僕の職場には、憧れの先輩がいる。
その先輩は真面目で優しくて、仕事もできて、ユーモアのセンスもあり、所謂カンペキ人間というやつだ。僕よりも6つ歳上で、結婚もしている。
冬場に釣りを嗜んでいる最中、人から差し入れられたつめた〜い缶コーヒーを頰に当て、「あったか〜〜〜い」と喜んだりするお茶目な一面(顔の皮膚)もある。
僕が悩んでいる時も、優しく声を掛けてくれ、それでいてズケズケとパーソナルスペースに踏み込むこと無く心地良い距離感を保ったままアドバイスをくれる。

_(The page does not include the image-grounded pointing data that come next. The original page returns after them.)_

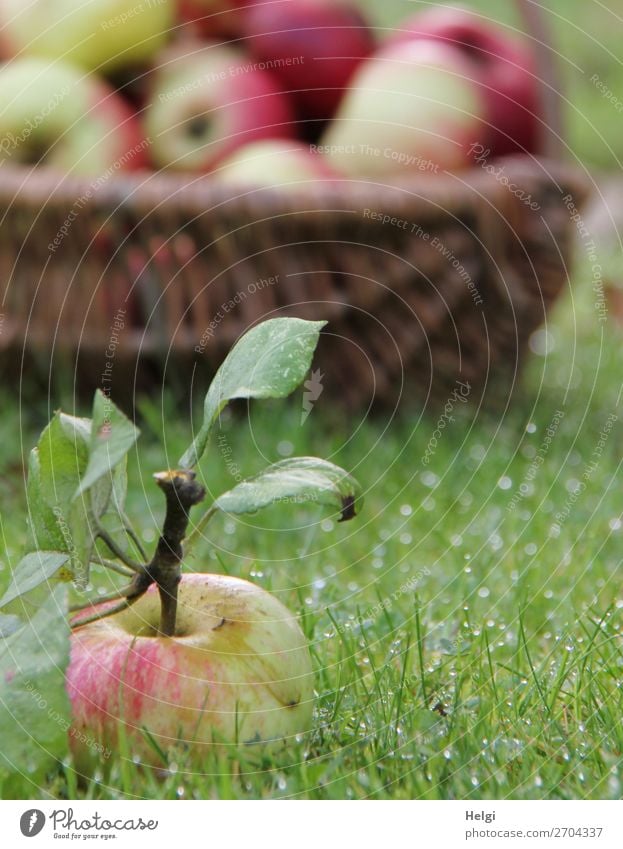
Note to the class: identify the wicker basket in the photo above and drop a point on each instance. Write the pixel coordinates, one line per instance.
(426, 283)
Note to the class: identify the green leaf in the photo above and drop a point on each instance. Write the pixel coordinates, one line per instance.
(34, 569)
(9, 625)
(269, 361)
(34, 707)
(112, 435)
(295, 479)
(63, 457)
(46, 532)
(78, 476)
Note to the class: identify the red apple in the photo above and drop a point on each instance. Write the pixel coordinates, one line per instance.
(313, 46)
(412, 106)
(238, 671)
(207, 101)
(213, 18)
(273, 163)
(504, 68)
(54, 115)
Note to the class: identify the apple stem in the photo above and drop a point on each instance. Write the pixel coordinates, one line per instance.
(182, 491)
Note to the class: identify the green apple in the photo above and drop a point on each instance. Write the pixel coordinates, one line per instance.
(97, 34)
(413, 106)
(273, 163)
(237, 671)
(54, 115)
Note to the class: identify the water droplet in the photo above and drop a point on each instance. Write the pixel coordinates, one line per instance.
(542, 342)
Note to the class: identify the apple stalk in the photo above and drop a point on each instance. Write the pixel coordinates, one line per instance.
(182, 491)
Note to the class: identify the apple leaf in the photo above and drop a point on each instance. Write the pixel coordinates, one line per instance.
(34, 707)
(34, 569)
(111, 436)
(77, 477)
(296, 479)
(269, 361)
(9, 624)
(45, 530)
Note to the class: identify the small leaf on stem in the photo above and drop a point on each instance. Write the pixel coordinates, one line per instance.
(269, 361)
(295, 479)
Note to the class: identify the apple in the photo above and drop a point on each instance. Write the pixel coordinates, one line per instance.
(504, 68)
(412, 106)
(273, 163)
(207, 101)
(237, 670)
(313, 46)
(213, 18)
(96, 35)
(54, 115)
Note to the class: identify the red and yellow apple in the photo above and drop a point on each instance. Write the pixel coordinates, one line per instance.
(313, 46)
(503, 66)
(238, 671)
(207, 101)
(94, 35)
(412, 106)
(55, 115)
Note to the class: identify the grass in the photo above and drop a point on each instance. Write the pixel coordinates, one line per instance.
(463, 648)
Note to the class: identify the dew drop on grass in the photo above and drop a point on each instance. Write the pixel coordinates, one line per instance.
(429, 479)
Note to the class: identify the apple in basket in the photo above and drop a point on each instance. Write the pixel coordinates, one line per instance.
(314, 47)
(412, 106)
(54, 115)
(273, 163)
(95, 35)
(208, 100)
(214, 18)
(504, 68)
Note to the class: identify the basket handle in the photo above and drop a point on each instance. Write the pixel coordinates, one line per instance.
(548, 73)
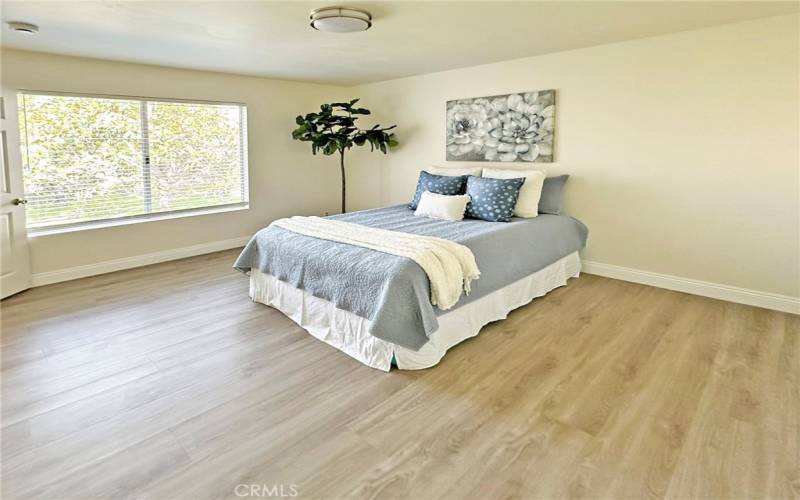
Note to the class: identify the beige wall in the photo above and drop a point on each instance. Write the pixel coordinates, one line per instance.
(683, 149)
(284, 177)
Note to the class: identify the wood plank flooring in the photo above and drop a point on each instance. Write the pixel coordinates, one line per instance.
(167, 382)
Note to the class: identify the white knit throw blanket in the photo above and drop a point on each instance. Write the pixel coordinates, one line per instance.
(450, 266)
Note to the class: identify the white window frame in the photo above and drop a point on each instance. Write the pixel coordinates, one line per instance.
(171, 214)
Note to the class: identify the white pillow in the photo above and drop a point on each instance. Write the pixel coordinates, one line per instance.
(442, 206)
(476, 171)
(530, 192)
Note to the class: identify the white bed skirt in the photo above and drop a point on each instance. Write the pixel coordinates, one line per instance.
(350, 333)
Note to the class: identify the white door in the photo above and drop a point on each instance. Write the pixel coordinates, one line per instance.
(15, 270)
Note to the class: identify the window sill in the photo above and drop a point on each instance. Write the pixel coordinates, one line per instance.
(44, 231)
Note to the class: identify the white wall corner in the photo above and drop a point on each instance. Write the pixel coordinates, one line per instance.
(784, 303)
(109, 266)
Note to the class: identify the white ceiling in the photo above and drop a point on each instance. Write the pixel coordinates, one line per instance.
(273, 39)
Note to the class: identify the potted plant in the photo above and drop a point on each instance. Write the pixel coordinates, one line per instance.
(334, 130)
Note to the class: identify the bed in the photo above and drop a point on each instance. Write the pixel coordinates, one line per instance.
(376, 306)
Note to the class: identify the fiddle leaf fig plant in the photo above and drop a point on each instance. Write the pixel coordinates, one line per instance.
(333, 130)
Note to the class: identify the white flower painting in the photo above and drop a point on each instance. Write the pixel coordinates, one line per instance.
(506, 128)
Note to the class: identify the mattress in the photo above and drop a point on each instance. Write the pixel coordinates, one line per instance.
(350, 333)
(393, 292)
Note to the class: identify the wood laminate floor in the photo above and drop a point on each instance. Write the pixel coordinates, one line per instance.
(167, 382)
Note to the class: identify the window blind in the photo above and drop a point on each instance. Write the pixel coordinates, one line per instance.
(88, 159)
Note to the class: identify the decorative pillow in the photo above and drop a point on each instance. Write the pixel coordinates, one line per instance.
(493, 199)
(550, 202)
(442, 206)
(476, 171)
(530, 192)
(439, 184)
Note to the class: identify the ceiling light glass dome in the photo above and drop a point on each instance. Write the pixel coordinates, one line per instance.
(340, 19)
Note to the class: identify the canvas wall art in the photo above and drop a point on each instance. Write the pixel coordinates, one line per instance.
(505, 128)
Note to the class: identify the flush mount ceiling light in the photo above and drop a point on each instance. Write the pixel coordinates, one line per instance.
(20, 27)
(340, 19)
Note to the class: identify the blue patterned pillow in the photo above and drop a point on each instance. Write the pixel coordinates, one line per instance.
(492, 199)
(439, 184)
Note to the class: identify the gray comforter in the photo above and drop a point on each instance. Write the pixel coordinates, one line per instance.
(393, 292)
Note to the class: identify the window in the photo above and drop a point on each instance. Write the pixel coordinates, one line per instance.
(90, 159)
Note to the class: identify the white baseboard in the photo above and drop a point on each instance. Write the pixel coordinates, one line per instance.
(784, 303)
(109, 266)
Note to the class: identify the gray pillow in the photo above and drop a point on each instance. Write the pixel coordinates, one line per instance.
(492, 199)
(550, 201)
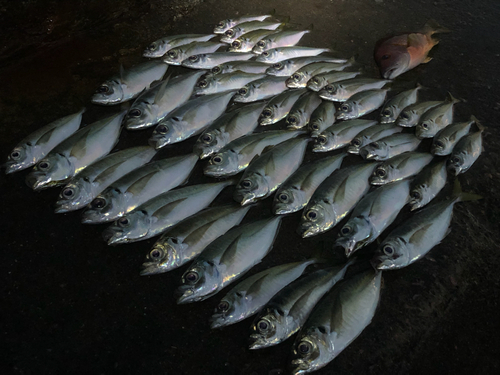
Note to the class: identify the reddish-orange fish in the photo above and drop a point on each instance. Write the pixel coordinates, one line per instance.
(398, 54)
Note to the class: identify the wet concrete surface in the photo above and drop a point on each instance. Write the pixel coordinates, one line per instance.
(71, 304)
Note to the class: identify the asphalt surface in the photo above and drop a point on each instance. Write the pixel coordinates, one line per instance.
(71, 304)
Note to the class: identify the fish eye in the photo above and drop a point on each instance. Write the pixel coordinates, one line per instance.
(191, 277)
(98, 203)
(223, 306)
(135, 112)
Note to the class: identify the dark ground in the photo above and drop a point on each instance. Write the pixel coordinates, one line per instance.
(72, 305)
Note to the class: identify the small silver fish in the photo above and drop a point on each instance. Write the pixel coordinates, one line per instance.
(35, 146)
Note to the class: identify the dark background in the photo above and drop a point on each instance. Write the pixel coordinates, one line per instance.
(71, 304)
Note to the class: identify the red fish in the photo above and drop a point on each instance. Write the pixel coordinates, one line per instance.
(398, 54)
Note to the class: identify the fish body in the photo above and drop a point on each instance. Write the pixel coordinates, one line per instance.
(340, 134)
(189, 119)
(288, 310)
(427, 184)
(260, 89)
(387, 147)
(227, 259)
(159, 47)
(227, 128)
(372, 134)
(251, 294)
(39, 143)
(342, 90)
(161, 212)
(336, 321)
(361, 103)
(155, 104)
(186, 240)
(137, 187)
(76, 152)
(90, 182)
(335, 198)
(399, 167)
(177, 55)
(237, 155)
(279, 106)
(294, 194)
(266, 173)
(301, 111)
(130, 83)
(372, 215)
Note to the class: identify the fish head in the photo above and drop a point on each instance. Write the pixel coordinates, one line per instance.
(164, 256)
(267, 329)
(392, 60)
(74, 195)
(50, 171)
(222, 164)
(317, 218)
(168, 131)
(200, 281)
(391, 255)
(128, 228)
(251, 187)
(110, 92)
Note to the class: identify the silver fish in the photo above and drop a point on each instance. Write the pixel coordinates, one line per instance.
(466, 152)
(335, 198)
(435, 119)
(300, 77)
(447, 138)
(427, 184)
(230, 35)
(227, 128)
(279, 106)
(130, 83)
(340, 134)
(39, 143)
(177, 55)
(266, 173)
(237, 155)
(280, 39)
(319, 81)
(224, 82)
(190, 119)
(251, 294)
(372, 215)
(342, 90)
(159, 47)
(275, 55)
(137, 187)
(396, 104)
(336, 321)
(399, 167)
(260, 89)
(165, 210)
(210, 60)
(361, 104)
(288, 310)
(372, 134)
(190, 237)
(410, 115)
(227, 259)
(300, 113)
(294, 194)
(153, 105)
(387, 147)
(228, 23)
(322, 118)
(89, 183)
(76, 153)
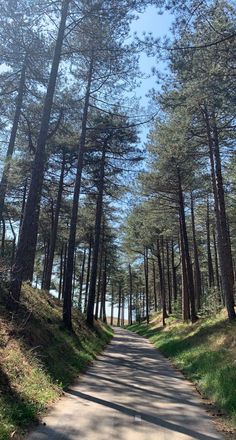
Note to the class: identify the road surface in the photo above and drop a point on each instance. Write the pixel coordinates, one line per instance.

お酒の席ではめちゃめちゃ強面の職場の長を全員の前でイジり、しかも当の職場の長には気に入られるという偉業もこなす。
僕は魅力たっぷりの先輩のことが大好きだ。
上司にするなら絶対先輩だし、結婚するなら絶対先輩だ。共にオスなんだけど。
だからこそ、そんな先輩がある日いきなり丸刈りにしてきた時の動揺は凄まじいものがあった。
先輩は「坊主にしたかったから。特に理由は無いよ。」なんて言っていたけど。
先輩が元々短髪であったとは言え、明らかに変わったそのシルエットを見た僕は、
めちゃめちゃ笑った。
そりゃ笑うしかなく無い?
どう考えても笑うよね?
良い歳した大人の人が何の前触れもなく坊主で出社してるんだよ?
社内騒然だよ?
他にどうしたら良かったの???
誰か教えてくれない???
先輩が坊主にして、かれこれ1年近くになるけど、これからもきっと先輩にはお世話になる。
だから、僕は変わらず先輩を慕い続けたいと思う。
応援、してくれよな…。
カチャカチャ…ッターン!
「…よし!」
坊主になりました。よろしくお願いします。